04-30-2019 01:02 AM - edited 04-30-2019 01:58 AM
Hi everyone... once again I come to this community forum in despair. Let me explain.
Our customer is trying to run Spark 2.2.0 on an external node, that doesn't belong to the Cloudera Cluster.
This Cloudera Cluster, CDH 5.15.1, has Spark on YARN (1.6.0) and Spark 2.6.0.
The problem is that running a simple wordcount with the Spark2.2.0 in the external node with --master yarn property, starts on Spark 1.6.0 in the Cluster...
I've made multiple test with no sucess... I'm starting to think that the only way to run Spark2 is inside a cluster node...
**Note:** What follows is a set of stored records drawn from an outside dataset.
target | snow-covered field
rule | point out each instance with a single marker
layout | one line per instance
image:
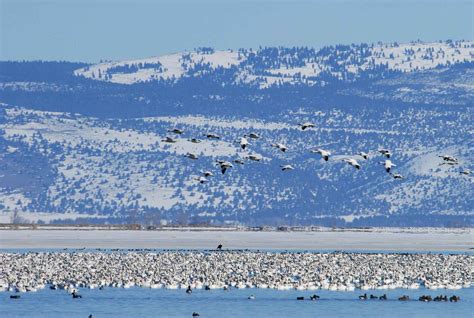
(460, 240)
(405, 57)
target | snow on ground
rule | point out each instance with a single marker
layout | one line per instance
(404, 57)
(425, 55)
(370, 239)
(47, 217)
(173, 67)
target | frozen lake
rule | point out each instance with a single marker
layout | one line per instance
(348, 240)
(142, 302)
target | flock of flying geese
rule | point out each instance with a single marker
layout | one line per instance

Any ideas will be helpful since I don't know what to do at this point to help the customer working with Spark2... (last resort is giving them direct access to the CDH cluster nodes... but we don't want that for security reasons...)
It seems cloudera has already something to force Spark2 only on the cluster. Anyone tried this?
04-30-2019 01:11 PM
only blocking point is that you cannot use principal and keytab configuration with spark2.But definitely there could be more in it. I am also struggling to run pyspark2 using spark2-submit.
05-02-2019 01:14 AM - edited 05-02-2019 01:27 AM
Sure but this is not the objective (local mode in an external machine) when you have a 6 cluster node....
In this case... we need to run on --master yarn.